Filed bug 303041 against Metacity saying that it should recover from root window focused in the same way it recovers from PointerRoot
Created attachment 46034 [details] [review] Candidate patch This attached patch fixes both the ion problem (testing with GTK+'s testtext rather than firefox) and Billy's test case for me. I'm still working on a writeup of *why* it works.
Can report that after spending an absolute eternity rebuilding the ubuntu hoary gtk2 packages with this patch included in, i no longer have any problems with the firefox/ion combination :-) Owen++
Created attachment 46040 [details] Theory behind the patch
Created attachment 46042 [details] [review] Slightly improved version Here's the version I'm actually going to apply ... it differs from the previous one in the handling of events received when grabbing/ungrabbing the pointer... while it would be hard to come with test cases, there were cases where the previous version could get confused, when for instance, one keyboard grab was overriden with another keyboard grab.
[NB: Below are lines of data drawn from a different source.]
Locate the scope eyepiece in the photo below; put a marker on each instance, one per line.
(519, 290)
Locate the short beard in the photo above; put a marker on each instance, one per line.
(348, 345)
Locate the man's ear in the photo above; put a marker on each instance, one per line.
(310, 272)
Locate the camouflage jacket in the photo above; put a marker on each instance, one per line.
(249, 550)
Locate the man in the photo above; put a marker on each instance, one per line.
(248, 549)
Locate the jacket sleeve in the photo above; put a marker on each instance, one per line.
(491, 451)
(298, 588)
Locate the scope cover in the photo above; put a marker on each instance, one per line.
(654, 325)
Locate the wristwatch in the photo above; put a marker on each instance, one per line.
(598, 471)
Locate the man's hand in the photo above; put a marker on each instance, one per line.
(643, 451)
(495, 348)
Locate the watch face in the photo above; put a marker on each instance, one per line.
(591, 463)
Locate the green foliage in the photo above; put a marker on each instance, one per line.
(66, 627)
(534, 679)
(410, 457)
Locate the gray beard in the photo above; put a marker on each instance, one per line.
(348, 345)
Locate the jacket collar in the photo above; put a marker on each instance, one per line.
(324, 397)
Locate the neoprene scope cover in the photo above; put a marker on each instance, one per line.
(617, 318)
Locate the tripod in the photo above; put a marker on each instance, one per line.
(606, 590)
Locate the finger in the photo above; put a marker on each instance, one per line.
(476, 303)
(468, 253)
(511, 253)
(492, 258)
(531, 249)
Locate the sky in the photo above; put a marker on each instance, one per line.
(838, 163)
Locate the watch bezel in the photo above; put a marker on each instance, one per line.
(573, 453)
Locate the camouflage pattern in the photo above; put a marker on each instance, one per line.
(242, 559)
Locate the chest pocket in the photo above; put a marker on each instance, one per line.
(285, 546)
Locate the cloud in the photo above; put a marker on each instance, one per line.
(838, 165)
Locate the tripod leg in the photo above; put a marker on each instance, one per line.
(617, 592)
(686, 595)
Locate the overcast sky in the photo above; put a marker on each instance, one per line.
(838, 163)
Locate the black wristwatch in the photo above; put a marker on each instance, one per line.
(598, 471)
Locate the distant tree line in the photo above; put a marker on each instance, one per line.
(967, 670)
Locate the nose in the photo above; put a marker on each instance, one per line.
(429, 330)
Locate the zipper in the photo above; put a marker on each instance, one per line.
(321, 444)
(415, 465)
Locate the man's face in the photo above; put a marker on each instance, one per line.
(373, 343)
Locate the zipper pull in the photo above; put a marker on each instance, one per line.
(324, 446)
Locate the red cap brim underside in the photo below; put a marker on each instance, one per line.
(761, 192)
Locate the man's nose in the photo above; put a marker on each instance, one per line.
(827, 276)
This version corresponds to what's described in the writeup.
Patch applied to gtk-2-6 and HEAD 2005-05-04 Owen Taylor <otaylor@redhat.com> * gdk/x11/gdkevents-x11.c gdk/x11/gdkwindow-x11.h: Fix a bug in focus tracking when we move between has_pointer_focus and has_focus_window directly. (#109246, Billy Biggs, Niko Tyni and others) * gdk/x11/gdkevents-x11.c: Also fix some confusion that could happen in the case of no window manager + keyboard grabs, by moving to a more consistent model of when we pay attention to mode=NotifyGrab/NotifyUngrab events. * docs/focus_tracking.txt: Extensive writeup about how to track focus under X11.